那一个夜晚,他透过蚊帐弥漫的空间,窥见身边睡着的母亲,被什么人压在身下。那隐隐约约的声音是她的内衣和草席之间拖曳的声音。

房屋漏雨,水滴在喝水兼刷牙的搪瓷缸里。
满眼都是母亲平时不苟言笑的身体在那个男人身下蠕动的样子。白色的沉沉的肉,在黑暗中似乎发着光芒一样。年幼的吞佛的眼睛目不转睛的盯着看着。默不作声,呼吸平稳。

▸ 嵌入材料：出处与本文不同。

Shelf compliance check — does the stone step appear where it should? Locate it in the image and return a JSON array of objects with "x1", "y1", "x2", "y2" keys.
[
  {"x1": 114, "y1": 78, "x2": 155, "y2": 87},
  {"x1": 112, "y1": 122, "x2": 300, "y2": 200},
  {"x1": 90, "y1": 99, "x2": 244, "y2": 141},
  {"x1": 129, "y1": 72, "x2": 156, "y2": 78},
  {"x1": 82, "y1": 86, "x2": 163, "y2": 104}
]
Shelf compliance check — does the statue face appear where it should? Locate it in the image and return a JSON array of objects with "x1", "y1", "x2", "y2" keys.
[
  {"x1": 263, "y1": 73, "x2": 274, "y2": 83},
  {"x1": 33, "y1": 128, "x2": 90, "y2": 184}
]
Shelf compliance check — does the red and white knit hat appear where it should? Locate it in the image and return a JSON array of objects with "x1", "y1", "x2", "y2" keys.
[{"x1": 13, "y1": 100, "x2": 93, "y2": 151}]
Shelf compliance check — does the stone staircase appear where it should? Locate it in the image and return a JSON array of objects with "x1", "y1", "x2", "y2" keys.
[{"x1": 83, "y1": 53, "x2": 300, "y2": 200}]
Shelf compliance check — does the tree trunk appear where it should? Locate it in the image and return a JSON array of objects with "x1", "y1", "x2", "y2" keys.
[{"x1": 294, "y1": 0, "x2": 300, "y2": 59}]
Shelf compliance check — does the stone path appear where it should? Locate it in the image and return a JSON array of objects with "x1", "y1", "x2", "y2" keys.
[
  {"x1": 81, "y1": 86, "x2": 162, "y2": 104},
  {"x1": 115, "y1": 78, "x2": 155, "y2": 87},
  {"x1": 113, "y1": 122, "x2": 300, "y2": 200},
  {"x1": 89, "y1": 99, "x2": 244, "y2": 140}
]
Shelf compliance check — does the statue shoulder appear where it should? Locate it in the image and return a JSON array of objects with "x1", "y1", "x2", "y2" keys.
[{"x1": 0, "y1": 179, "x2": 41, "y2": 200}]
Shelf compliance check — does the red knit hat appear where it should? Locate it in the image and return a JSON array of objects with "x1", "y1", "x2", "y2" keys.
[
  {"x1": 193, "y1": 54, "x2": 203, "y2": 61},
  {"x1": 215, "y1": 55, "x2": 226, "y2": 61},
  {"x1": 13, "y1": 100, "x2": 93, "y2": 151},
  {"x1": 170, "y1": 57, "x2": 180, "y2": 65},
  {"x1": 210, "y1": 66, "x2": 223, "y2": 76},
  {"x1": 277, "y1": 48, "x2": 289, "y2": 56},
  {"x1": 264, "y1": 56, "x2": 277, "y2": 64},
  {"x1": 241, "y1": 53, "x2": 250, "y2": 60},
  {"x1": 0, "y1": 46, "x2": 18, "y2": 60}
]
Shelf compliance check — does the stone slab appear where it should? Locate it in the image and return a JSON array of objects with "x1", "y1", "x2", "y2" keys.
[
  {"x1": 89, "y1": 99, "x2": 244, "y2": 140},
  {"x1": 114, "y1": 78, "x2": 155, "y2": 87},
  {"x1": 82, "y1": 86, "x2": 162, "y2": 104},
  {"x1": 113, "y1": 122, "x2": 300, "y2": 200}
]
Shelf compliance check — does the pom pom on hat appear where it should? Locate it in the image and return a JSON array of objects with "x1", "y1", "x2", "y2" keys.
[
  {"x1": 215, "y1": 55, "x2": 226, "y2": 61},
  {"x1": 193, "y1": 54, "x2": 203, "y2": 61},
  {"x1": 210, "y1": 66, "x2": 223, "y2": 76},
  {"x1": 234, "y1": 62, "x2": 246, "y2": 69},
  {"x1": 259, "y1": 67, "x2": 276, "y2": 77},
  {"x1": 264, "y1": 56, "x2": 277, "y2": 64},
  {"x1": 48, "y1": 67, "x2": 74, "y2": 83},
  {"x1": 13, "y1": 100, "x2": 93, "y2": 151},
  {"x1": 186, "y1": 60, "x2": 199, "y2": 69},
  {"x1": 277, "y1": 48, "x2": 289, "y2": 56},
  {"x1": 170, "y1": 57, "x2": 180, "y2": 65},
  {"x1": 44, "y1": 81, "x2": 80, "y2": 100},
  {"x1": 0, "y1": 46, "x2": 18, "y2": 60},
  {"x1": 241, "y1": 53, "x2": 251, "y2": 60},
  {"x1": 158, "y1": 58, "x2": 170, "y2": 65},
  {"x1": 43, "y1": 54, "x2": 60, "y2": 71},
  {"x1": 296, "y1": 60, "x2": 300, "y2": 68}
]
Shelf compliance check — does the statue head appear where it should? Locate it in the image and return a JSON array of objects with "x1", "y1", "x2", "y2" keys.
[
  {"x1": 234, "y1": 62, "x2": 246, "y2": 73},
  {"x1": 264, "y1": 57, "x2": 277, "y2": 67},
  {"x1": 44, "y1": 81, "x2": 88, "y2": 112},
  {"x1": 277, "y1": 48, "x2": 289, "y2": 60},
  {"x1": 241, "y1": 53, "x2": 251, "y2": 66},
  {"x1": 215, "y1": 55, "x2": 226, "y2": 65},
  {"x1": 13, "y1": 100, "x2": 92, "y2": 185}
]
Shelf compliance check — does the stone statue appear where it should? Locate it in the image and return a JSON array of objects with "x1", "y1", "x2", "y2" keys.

他知道他不在发梦,那感觉太真实了,几次的闪电照亮了破屋,小孩的瞳孔把一切的映照得清楚。压在母亲身上的男人,是隔壁开照相馆的老板,一步莲华。
吞佛的耳朵中,只听见那唏唏嗦嗦的摩擦声。
慢慢的,眼皮被身旁的母亲的手盖住,向下拨。

“睡吧,睡吧。明天吃白米饭。”
他把母亲的手拨开,仍是默默的看着。母亲被男人顶了上去,白白的腿上的肉抖动着,吞佛把这天和以后的一切都用眼睛默默的看了下来。
“睡吧,睡吧。”
吞佛的母亲——袭灭,人人都叫她灭娘——再次覆盖上他的眼睛,一步老板一次一次的用腰下的那个男人才有的东西插进母亲的两腿之间。灭娘只是看着身旁的儿子,说着“睡吧。”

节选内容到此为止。